Octavio Rivero se fue Barcelona SC y ni se acordó de Antonio Álvarez, mira lo que dijo
Octavio Rivero se despidió del mundo Barcelona SC, antes de viajar para Chile
La salida del goleador uruguayo Octavio Rivero de Barcelona SC ha dejado un sabor agridulce en la hinchada, pero sobre todo ha expuesto la grieta profunda que existe entre el plantel y la dirigencia. En su mensaje oficial de despedida, publicado este 10 de enero de 2026 tras confirmarse su traspaso a la Universidad de Chile, el delantero no dejó espacio a las dudas: agradeció a cada rincón del club, pero el nombre de Antonio Álvarez brilló por su ausencia. El "Gladiador" se marcha dejando goles, pero también un silencio ensordecedor dirigido a la oficina presidencial.
Rivero utilizó sus redes sociales para dedicar palabras cargadas de afecto hacia quienes formaron parte de su día a día. "Quiero agradecer especialmente a mis compañeros, cuerpo técnico, utileros, cocineras y a todos los que forman parte del día a día", escribió el atacante. Este gesto, aunque noble, fue interpretado por la prensa y la fanaticada como un dardo directo hacia la administración actual, ya que es poco común que un referente ignore por completo a quienes manejan las riendas de la institución en su adiós.
La relación entre Rivero y Antonio Álvarez se venía deteriorando desde finales de 2025, cuando el jugador calificó la situación interna como "insostenible". El detonante principal fue la falta de pagos —se reportaron hasta cuatro meses de sueldo adeudados— y un polémico comunicado de la directiva que el uruguayo tildó de "desagradable para todos". Los vínculos estaban rotos mucho antes de que se firmara el contrato con la "U" de Chile, y el delantero prefirió cerrar su ciclo honrando a los trabajadores del club antes que a sus jefes.
Incluso en sus últimas declaraciones antes de partir, Rivero fue enfático al decir que "Barcelona está por encima de todos", una frase que muchos leyeron como una crítica a la gestión de Álvarez, sugiriendo que el club no debe ser rehén de personalismos ni de crisis administrativas.

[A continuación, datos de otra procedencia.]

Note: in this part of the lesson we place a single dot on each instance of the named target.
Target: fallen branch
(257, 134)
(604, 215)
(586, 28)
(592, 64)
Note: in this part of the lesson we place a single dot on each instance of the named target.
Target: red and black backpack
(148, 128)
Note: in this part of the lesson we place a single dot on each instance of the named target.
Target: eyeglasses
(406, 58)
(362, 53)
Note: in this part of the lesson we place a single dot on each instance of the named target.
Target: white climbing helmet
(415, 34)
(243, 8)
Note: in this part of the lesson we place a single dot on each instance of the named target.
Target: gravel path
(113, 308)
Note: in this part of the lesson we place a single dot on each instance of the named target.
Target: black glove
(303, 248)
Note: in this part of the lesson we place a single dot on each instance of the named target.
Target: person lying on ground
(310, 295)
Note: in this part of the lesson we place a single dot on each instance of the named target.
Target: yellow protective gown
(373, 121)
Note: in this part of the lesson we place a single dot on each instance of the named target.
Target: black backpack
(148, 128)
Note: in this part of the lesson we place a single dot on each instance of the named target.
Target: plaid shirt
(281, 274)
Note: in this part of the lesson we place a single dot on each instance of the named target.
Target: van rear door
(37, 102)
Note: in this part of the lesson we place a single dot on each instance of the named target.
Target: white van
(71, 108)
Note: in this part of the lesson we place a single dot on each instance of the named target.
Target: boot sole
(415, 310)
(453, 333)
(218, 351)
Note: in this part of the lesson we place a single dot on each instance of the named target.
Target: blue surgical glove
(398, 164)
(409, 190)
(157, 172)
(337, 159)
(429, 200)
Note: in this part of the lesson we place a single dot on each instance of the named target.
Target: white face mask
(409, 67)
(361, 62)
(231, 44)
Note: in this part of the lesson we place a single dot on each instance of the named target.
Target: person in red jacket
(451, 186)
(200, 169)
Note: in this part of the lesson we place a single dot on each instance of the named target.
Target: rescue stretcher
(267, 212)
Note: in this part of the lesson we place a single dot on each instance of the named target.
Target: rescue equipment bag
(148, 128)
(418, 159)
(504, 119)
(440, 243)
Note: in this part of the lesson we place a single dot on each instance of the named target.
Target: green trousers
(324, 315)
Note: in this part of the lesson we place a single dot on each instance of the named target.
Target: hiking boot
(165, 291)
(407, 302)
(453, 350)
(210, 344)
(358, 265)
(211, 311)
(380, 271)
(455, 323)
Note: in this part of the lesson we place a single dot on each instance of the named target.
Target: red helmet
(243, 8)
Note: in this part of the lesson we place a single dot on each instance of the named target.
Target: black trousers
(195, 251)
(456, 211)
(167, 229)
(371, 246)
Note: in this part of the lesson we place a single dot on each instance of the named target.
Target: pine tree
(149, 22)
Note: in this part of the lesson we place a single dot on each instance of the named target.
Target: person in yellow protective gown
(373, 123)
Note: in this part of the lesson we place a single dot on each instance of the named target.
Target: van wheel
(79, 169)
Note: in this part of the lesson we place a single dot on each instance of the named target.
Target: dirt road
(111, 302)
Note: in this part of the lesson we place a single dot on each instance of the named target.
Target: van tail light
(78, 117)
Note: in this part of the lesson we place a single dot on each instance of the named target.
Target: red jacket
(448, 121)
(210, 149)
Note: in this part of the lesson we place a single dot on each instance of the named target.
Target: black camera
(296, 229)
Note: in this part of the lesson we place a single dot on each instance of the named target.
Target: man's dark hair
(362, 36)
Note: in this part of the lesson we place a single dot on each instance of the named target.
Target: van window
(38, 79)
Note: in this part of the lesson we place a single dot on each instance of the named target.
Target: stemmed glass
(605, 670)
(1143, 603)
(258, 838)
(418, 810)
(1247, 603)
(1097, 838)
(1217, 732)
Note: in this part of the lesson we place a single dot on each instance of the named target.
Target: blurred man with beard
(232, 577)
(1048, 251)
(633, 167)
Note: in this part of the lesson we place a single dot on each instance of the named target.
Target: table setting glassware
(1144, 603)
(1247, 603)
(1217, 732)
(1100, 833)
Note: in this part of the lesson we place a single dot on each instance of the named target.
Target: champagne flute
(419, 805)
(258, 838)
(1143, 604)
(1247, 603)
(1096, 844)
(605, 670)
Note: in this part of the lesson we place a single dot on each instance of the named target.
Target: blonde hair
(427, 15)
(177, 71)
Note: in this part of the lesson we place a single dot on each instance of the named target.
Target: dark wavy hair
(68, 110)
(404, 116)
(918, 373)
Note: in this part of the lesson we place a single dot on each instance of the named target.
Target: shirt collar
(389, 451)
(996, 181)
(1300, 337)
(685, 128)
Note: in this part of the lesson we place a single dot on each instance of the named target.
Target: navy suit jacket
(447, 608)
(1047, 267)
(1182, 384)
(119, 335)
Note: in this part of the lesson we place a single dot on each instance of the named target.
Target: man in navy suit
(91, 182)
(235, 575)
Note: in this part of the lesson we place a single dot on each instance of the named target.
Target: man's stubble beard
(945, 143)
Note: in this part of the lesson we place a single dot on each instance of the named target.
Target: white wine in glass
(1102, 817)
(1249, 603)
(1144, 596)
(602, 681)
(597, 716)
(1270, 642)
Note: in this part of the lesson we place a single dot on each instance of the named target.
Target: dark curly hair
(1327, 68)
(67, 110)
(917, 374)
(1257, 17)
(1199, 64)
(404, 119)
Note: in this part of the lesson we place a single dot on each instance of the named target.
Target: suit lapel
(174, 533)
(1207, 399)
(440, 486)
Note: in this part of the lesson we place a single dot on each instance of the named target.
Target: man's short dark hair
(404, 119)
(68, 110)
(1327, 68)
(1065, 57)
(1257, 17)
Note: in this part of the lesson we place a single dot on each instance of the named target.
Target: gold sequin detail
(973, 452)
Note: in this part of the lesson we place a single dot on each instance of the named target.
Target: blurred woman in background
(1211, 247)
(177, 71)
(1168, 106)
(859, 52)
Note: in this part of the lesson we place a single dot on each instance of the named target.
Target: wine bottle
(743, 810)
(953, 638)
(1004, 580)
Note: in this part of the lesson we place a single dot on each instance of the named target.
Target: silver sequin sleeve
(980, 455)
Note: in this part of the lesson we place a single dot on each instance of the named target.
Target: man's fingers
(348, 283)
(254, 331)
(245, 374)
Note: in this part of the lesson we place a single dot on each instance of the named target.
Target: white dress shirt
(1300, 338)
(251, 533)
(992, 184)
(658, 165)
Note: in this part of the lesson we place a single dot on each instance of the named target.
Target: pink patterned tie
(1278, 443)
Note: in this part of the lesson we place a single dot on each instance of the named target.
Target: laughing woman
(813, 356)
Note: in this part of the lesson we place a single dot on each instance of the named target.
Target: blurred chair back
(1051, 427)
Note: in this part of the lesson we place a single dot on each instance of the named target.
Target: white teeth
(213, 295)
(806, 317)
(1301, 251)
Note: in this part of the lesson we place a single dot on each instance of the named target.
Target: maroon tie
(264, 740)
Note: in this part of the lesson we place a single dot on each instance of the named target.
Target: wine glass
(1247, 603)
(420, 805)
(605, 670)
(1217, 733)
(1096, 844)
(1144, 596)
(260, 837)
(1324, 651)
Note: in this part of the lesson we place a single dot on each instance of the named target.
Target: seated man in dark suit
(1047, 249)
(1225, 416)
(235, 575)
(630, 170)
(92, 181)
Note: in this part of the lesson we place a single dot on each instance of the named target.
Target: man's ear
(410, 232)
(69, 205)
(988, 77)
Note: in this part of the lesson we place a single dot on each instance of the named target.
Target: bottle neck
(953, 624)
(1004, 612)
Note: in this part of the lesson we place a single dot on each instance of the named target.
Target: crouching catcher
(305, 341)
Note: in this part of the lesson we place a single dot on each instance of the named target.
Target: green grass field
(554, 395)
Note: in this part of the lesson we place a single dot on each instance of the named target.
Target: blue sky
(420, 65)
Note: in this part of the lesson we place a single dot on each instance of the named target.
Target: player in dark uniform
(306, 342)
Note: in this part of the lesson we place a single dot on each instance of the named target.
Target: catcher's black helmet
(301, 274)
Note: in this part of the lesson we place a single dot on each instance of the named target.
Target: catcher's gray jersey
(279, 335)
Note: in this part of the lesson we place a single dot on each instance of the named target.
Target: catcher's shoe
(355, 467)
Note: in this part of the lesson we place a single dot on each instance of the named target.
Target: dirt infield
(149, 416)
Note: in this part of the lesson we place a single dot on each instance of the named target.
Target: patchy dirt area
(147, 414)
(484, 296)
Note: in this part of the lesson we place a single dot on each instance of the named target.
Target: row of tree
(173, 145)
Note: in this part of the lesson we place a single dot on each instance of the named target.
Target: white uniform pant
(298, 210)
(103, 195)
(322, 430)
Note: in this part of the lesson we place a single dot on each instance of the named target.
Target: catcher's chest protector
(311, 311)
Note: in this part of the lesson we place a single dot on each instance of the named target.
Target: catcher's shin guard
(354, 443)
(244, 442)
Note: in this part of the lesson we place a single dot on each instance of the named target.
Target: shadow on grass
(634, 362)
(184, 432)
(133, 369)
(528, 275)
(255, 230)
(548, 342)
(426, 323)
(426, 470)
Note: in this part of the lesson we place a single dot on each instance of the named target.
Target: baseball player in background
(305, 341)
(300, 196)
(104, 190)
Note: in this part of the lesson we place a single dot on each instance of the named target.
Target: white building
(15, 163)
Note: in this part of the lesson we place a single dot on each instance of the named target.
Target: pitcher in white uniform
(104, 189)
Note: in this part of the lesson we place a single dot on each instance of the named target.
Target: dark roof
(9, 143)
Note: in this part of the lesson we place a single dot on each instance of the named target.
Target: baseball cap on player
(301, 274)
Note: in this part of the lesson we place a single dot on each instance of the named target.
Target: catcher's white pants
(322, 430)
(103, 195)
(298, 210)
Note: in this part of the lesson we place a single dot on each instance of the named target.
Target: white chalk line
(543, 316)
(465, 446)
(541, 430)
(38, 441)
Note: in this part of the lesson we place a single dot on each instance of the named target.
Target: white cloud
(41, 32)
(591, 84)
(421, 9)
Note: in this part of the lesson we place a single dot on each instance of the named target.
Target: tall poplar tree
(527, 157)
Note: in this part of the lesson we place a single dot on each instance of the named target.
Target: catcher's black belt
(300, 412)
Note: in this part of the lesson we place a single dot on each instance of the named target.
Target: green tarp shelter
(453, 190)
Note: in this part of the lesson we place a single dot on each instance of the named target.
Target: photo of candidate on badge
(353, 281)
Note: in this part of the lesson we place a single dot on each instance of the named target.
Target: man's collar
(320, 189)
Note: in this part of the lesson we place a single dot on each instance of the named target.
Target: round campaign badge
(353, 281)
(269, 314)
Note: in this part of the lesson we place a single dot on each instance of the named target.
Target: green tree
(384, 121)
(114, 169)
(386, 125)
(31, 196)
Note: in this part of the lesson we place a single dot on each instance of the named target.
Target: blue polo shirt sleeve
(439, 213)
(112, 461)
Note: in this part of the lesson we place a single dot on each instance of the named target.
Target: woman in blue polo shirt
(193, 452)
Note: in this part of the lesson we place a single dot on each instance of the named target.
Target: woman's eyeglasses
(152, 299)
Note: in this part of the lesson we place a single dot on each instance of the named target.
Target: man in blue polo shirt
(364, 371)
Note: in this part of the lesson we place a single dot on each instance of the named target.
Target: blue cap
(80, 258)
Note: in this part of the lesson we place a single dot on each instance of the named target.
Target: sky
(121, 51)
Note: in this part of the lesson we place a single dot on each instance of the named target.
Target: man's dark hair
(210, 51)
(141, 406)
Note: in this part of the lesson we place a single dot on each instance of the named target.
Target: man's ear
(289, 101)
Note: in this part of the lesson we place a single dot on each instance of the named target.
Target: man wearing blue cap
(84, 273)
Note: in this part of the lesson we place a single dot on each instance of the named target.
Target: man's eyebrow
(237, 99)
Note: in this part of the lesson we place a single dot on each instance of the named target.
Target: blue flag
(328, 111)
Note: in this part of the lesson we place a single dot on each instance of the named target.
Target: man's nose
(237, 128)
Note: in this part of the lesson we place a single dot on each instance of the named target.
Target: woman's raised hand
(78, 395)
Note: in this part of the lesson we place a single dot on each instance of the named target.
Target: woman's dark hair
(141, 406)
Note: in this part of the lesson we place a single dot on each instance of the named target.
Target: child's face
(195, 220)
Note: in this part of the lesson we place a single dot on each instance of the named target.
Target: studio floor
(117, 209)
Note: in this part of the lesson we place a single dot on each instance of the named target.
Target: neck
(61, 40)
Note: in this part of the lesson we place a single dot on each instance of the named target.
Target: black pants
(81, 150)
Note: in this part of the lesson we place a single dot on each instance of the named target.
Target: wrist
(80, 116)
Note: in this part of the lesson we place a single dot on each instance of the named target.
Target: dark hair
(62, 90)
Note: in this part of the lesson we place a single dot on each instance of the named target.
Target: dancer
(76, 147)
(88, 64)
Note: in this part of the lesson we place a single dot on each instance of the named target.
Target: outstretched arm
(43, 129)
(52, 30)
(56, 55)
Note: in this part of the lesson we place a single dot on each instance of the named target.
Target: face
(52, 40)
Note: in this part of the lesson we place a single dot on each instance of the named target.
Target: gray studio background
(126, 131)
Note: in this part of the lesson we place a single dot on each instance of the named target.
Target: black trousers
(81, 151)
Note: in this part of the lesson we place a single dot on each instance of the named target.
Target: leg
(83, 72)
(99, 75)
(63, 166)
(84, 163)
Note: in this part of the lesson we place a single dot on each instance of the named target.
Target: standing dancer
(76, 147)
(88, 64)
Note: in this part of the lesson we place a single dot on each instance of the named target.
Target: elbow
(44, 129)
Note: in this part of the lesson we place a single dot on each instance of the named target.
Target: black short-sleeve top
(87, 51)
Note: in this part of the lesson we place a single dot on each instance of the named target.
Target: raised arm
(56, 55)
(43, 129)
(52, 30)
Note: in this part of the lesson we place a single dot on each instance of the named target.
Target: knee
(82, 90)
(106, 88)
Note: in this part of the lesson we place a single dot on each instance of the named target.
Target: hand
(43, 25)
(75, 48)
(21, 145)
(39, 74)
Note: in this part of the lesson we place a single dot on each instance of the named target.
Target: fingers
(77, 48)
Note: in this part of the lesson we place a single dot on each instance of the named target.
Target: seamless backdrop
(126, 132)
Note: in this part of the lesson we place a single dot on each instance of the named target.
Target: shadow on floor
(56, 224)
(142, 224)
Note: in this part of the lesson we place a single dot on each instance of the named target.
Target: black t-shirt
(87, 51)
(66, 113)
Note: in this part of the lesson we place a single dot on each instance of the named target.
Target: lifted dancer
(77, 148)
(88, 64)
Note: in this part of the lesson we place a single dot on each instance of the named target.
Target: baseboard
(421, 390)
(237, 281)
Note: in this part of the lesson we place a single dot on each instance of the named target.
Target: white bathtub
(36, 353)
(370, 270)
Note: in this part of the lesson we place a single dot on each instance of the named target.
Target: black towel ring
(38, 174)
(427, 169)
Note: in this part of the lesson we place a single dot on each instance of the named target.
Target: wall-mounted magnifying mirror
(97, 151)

Mientras la directiva intentaba retenerlo apelando a su contrato vigente hasta 2027, la voluntad del jugador de salir era inquebrantable, logrando finalmente una venta definitiva que le permite regresar a un fútbol chileno donde es muy valorado.
El vacío que deja Rivero es inmenso. Con 14 goles en 38 partidos durante la última temporada, el uruguayo fue el pulmón ofensivo de un Barcelona que navegó en aguas turbulentas. Su salida no solo es una pérdida deportiva, sino un síntoma de un éxodo masivo que ya suma 15 bajas. Al no mencionar a la directiva en su despedida, Rivero ratificó que su compromiso siempre fue con la camiseta y con su grupo de trabajo, pero que el respeto hacia la actual administración se perdió en medio de promesas incumplidas.
La despedida de Octavio Rivero marca el fin de una era de "amor y odio" en el Astillero. El goleador se va con la frente en alto ante el público, pero con la puerta cerrada para los dirigentes. Ahora, en Santiago de Chile, el "Mago" buscará la estabilidad que no encontró en Guayaquil, mientras que en el Monumental, el silencio de su mensaje de adiós seguirá retumbando en los pasillos como un recordatorio de que los goles se celebran en la cancha, pero el respeto se gana en los despachos.